Some Clergy in the LDS church

Paul DeBast

Ronald Safsten

Leif Hansen

Melanie Silvester

Rafael Campos

———————————- Who’se on your list? Need to talk about it? I’m available for Peer Mentoring, support, and resources.

What to do next?

  1. Lobby for domestic violence and child abuse laws to include the domestic violence perpetrator’s manipulations of divorce/custody as an extension of their domestic violence.
  2. Lobby for gun laws to disallow anyone with a domestic violence restraining order to purchase, use or get licenses for guns.
  3. Formally include psychological, emotional, financial and spiritual abuse in domestic violence definitions, language and lawful repercussions.
  4. Get restorative justice by means of civil lawsuits against people like Aaron Stewart Heusser (blog posted earlier on this site will explain), extended family members who associate and aid and abet sociopaths/domestic violence perps, when the criminal statute of limitations run out, including financial justice accessing hidden assets of the sociopath like Aaron Stewart Heusser, retroactive to the date of divorce.
  5. Change the family law regarding child custody assessments to make a mandatory three objective assessments, none of them paid for by either party or affiliates of either party.
  6. Restraining orders must be made easy and quickly obtained for any divorcing party’s family members, associates, co-workers, church leaders who aid and abet the domestic violence perpetrator to prohibit their meddling and self-seeking that can or will damage the child.
  7. Retroactive court-ordered sanctions including financial fines, behavioral limitations and psychological exams made and the results entered into public information – available court documents of family members, associates, church leaders, co-workers etc., who aid and abet the domestic violence perpetrator.
  8. “Exchanges” for child custody arrangements made in – trade for removal/amendments to and of domestic violence restraining orders must be prohibited, and violators sanctioned, retroactively, including family members, co-workers, church leaders and associates who aid and abet the domestic violence perpetrator.
  9. Expand the definition and sanctions for perpetrators of parent-child estrangement laws, with emphasis on using estrangement as retribution for making the ex-spouse’s domestic violence public knowledge via a restraining order.
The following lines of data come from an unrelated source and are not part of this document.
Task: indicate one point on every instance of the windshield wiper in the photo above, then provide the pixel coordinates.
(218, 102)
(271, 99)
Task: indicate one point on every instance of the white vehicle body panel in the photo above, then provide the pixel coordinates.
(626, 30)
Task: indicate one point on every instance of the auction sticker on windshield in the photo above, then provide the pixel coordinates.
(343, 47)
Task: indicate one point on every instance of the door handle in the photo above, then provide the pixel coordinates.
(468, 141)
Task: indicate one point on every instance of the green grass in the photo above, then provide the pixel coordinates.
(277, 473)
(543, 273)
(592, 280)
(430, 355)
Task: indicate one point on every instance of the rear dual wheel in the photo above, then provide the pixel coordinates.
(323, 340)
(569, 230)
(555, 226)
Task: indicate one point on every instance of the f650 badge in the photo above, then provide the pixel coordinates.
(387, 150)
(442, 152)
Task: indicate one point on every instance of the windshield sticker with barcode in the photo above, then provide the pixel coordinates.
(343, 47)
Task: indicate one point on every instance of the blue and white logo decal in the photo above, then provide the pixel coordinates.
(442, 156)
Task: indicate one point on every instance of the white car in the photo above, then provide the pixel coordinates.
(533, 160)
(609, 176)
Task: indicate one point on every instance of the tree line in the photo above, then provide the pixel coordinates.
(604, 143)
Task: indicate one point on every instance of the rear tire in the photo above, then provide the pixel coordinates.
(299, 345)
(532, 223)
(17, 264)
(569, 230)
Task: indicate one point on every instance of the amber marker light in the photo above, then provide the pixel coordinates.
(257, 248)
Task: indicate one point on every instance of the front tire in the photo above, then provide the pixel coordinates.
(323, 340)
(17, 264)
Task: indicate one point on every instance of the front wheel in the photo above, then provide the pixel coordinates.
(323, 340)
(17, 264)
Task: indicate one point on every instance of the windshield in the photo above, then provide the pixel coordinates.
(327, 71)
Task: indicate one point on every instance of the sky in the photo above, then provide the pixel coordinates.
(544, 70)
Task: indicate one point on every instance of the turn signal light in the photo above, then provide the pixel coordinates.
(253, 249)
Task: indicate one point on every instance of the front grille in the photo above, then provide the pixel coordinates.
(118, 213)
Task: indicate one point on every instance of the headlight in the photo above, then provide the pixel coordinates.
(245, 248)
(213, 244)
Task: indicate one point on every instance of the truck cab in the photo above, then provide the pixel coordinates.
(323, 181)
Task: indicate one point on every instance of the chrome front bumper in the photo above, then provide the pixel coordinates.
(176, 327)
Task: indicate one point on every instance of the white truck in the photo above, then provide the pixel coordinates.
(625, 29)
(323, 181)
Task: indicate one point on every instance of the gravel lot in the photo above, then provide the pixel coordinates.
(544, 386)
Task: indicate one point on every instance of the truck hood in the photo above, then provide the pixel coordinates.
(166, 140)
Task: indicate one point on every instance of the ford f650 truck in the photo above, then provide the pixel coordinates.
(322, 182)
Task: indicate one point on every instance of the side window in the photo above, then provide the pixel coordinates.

Expand the parent-child estrangement laws to include family members of the divorcing couple, associates, co-workers.
  10. Expand the mental health involuntary commitment laws to include mentally ill persons who act-out inappropriately against one or more of the divorcing members, or their children, if and when those mentally ill persons cause emotional, psychological and financial, physical damage via parent-child estrangement, committing perjury, and aiding and abetting unlawful behavior of a member of the divorcing party, participating in slander and defamation as a means to help one of the divorcing parties obtain child custody or parental allegiance to one party at the exclusion of the other.
  11. Item No. 10 behavior when it suits the purpose of alleviation of the offender’s symptoms of a verifiable Axis I and Axis II psychiatric disorder. Cover this lawfully under Danger to Self or Others psychiatric involuntary commitment laws.